Open ldenoue opened 7 years ago

ldenoue commented 7 years ago

In http://caza.la/synaptic/#/dsr, input dimension is 6, output is 2. I thought an LSTM had the same input and output dimensions. When the output dimension is smaller, they use CTC algorithm to "align" the output sequence to the desired shorter label sequence. Could you clarify how your implementation manages to have different output dimensions? Thanks, Laurent

Jabher commented 7 years ago

@cazala this it yours thing to talk about :)

cazala commented 7 years ago

A regular LSTM is a network with 6 layers: input layer, input gate, forget gate memory cell, output gate and output layer (activated in that order). The layers that must have the same lenght are the input gate, forget gate, memory cell and output gate, basically because for each neuron in the memory cell, there's one neuron in the input gate gating all the inbound connection, a neuron in the forget gate gating the cell's self connection, and a neuron in the output gate gating all the outbound connections. The arrangement of these four neurons is called a memory block. The size of the input layer and output layer is independent of the size of the memory block, since they have all-to-all connections to the memory cell layer.

ldenoue commented 7 years ago

Yes, thanks Juan. For others, I attached below my email answer to your email. One question still: do you know somebody who has implemented an alignment algo like CTC in Synaptic?
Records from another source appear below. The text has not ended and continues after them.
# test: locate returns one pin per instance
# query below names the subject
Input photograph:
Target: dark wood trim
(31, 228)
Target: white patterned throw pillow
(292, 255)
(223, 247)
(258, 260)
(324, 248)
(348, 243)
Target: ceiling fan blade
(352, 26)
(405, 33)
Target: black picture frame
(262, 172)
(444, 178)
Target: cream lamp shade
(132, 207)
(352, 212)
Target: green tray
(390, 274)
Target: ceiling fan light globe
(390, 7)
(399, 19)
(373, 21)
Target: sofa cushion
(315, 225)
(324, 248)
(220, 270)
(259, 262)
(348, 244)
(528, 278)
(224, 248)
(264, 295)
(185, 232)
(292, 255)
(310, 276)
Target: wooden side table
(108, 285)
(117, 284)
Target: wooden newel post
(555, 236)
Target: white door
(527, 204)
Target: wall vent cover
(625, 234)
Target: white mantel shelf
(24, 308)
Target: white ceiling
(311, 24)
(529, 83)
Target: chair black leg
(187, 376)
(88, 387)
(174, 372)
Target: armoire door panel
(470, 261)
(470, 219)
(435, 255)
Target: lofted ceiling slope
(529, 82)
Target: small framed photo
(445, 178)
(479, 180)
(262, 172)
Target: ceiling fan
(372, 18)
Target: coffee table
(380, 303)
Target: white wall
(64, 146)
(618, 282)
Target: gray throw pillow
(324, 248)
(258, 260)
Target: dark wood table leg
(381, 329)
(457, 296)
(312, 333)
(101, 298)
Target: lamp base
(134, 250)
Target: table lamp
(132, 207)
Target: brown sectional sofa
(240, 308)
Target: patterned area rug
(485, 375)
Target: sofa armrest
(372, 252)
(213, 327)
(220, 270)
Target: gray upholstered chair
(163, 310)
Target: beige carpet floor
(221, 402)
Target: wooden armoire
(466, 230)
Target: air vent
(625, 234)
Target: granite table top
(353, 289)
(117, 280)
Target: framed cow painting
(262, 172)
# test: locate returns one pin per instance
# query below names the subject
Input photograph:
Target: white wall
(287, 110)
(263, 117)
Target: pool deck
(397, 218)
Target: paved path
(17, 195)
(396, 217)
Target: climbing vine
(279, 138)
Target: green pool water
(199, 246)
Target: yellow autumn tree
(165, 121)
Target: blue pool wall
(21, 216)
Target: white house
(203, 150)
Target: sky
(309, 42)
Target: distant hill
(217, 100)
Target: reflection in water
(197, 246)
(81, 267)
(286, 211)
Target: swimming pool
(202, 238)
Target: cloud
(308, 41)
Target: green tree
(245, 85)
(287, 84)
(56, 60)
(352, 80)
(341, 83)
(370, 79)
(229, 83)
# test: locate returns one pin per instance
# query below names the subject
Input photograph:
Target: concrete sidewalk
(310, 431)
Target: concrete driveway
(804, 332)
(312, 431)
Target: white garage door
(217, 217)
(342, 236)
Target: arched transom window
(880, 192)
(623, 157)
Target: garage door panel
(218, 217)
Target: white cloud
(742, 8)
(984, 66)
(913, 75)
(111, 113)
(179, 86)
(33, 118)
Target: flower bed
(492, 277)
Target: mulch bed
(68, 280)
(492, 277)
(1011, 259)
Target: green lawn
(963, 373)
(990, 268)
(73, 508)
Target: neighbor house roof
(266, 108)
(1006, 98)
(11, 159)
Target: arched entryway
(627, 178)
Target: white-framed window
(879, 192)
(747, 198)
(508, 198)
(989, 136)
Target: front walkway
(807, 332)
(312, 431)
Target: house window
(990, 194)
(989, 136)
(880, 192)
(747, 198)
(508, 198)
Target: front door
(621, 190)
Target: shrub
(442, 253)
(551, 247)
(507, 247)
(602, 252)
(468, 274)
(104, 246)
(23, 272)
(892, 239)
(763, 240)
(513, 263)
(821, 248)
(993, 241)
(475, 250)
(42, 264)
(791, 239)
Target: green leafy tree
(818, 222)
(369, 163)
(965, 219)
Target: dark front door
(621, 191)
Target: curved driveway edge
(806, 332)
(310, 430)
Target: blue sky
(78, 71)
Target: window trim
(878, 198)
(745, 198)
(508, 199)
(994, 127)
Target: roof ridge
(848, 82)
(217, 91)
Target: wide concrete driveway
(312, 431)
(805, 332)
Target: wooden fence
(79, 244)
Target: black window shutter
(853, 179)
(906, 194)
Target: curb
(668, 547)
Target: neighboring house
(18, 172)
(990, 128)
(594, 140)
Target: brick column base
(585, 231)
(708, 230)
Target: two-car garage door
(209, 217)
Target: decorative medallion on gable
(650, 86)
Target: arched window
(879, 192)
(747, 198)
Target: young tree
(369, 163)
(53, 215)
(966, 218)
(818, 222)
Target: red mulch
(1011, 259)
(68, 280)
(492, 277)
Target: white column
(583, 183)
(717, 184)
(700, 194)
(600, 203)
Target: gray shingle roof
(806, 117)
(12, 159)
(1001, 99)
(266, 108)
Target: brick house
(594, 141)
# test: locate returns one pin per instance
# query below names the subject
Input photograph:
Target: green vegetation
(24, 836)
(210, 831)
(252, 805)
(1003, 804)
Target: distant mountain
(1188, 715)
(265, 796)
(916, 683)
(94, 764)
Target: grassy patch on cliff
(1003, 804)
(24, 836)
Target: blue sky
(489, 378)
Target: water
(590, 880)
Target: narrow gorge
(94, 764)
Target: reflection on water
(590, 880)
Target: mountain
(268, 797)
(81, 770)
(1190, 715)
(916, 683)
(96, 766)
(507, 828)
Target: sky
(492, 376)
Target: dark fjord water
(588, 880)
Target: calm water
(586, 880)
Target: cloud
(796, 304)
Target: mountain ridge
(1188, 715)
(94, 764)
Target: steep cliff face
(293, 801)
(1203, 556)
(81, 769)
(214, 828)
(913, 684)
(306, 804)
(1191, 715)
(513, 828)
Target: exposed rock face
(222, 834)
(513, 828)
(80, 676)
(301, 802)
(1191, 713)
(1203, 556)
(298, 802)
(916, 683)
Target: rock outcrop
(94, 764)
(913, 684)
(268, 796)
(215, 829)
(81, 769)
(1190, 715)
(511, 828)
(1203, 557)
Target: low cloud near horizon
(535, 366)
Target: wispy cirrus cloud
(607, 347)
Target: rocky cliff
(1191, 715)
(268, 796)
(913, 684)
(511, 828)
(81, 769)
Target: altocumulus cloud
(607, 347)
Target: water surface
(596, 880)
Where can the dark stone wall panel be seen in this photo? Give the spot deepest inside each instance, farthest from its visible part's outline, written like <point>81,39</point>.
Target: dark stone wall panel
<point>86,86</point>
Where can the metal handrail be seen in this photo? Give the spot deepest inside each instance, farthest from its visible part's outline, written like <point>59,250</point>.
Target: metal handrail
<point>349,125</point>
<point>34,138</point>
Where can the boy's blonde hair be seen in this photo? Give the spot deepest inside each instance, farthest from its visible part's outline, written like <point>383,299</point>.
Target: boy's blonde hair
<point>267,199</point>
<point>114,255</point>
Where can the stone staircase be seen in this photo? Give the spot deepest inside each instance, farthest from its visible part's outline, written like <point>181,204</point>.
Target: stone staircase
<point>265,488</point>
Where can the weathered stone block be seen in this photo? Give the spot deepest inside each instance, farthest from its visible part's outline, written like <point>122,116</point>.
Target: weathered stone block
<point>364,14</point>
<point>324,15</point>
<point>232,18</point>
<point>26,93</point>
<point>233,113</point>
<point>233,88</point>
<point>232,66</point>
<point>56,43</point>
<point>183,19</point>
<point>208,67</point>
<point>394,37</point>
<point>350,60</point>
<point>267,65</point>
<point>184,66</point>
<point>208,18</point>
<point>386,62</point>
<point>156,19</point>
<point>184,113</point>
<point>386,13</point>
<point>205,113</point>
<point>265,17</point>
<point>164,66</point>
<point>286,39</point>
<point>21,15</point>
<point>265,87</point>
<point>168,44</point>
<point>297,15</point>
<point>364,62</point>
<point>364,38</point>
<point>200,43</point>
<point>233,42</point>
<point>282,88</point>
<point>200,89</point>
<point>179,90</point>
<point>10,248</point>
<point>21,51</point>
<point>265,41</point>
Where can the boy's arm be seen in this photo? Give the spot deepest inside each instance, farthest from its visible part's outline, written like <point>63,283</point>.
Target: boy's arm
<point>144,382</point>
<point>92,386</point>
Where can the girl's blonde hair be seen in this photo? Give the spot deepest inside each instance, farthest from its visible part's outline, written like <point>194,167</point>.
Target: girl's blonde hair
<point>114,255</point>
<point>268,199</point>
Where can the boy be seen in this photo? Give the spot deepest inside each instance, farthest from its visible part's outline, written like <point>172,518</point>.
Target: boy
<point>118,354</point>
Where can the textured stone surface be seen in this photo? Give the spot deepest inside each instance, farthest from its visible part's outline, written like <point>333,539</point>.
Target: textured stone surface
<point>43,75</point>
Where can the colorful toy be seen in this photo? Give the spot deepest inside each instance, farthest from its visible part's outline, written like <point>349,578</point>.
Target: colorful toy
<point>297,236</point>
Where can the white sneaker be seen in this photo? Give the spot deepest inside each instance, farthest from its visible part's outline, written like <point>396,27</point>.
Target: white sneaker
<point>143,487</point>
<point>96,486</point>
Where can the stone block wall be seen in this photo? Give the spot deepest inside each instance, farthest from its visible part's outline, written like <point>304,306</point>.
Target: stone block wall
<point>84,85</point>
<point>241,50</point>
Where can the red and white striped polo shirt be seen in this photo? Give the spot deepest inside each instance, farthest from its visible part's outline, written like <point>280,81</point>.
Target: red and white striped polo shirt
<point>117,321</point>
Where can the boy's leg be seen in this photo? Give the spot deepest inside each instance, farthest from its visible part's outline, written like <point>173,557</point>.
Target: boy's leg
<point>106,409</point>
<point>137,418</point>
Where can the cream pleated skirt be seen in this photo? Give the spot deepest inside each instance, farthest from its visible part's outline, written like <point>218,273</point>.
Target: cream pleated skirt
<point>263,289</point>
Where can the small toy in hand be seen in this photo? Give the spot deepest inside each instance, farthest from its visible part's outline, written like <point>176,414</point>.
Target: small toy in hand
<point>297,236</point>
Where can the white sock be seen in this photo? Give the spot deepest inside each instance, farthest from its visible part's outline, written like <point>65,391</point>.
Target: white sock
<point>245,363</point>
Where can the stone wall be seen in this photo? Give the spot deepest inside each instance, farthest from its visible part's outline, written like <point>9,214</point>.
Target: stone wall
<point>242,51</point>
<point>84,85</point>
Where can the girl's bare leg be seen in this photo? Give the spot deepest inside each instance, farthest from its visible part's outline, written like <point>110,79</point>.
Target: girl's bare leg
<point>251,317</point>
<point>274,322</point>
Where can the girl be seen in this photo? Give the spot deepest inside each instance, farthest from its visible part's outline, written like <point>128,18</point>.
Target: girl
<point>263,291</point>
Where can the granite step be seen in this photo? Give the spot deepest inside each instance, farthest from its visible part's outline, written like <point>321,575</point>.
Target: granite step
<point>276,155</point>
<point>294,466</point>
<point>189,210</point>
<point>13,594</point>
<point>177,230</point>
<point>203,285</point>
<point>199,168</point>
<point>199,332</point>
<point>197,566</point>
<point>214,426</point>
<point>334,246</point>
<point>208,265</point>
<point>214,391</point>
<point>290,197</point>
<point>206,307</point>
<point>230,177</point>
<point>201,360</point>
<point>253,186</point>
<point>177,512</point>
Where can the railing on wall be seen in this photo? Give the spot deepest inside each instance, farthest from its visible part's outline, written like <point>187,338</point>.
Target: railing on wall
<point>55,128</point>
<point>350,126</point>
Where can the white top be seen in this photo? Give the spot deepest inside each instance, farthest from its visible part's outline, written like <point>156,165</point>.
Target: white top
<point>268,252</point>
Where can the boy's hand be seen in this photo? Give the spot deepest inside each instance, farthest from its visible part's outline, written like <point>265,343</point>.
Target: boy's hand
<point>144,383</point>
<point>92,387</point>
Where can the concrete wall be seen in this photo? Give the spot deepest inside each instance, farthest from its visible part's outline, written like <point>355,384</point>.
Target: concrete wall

"I reread the excellent OCR work published by Breuel et al on using lstm nets for OCR. You're actually right: they use an input size of 32 and output size of k (k being the number of letters in the Unicode they need to recognize). The need for CTC in their case is that they don't have an a priori alignment of the pixel columns (inputs) to the Unicode values: all they know in their training dataset is that one line image maps to a string of Unicode characters. That's why they use the CTC layer to train the net."